Categorias
Memória

Especialistas debatem comunicação na América Latina

“Venho aqui falar de esperança.” Foi com essa frase que Dênis de Moraes, doutor em Comunicação e Cultura e professor da Universidade Federal Fluminense (UFF), abriu seu discurso sobre o tema “Concentração das Indústrias Culturais na América Latina”, nesta quinta (15/04), no auditório Manuel Maurício de Albuquerque, do Centro de Filosofias e Ciências Humanas (CFCH).

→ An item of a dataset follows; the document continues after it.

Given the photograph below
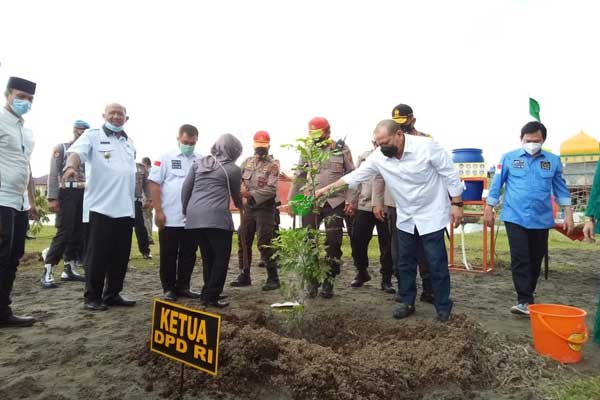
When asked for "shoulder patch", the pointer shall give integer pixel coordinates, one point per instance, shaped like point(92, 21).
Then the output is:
point(520, 164)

O evento, organizado pelo Grupo de Pesquisa em Políticas e Economia Política da Informação e da Comunicação (Peic), da UFRJ, reuniu ainda Guillermo Mastrini, pesquisador da Universidade de Buenos Aires, João Brant, membro do Grupo Intervozes, e Marcos Dantas, professor da Escola de Comunicação (ECO) da UFRJ, que atuou como mediador.

O monopólios das comunicações na América Latina foram o tema central do debate. Para Moraes, “são raros os países latino-americanos que não têm dinastias familiares no poder de seus meios de comunicação, cultura e entretenimento”. Segundo o docente, porém, alguns governos recentemente têm realizado ações de democratização da liberdade de expressão, o que representa uma esperança para a inclusão dos grupos sem voz. Para se ter uma idéia, de acordo com números apresentados por Mastrini, 80% da audiência na região é dominada por apenas quatro empresas do setor. “Se em qualquer indústria quatro empresas controlam 50% do mercado, já se configura um caso de concentração muito alto”, salientou o pesquisador argentino.

Veículos de comunicação cujo acesso é gratuito, o rádio e a televisão alcançam, por exemplo, pelo menos 90% da população desses países. Todos os outros serviços pagos, como as TVs a cabo, os livros e os cinemas, ainda de acordo com a opinião do pesquisador da Universidade de Buenos Aires, têm pouquíssimo espaço entre os consumidores.  “O setor da telefonia móvel só cresceu e tornou possível que a maioria das pessoas comprasse seu celular através dos planos pré-pagos”, lembrou Mastrini, ao mencionar sua preocupação com a exclusão cultural de grupos sociais menos favorecidos economicamente.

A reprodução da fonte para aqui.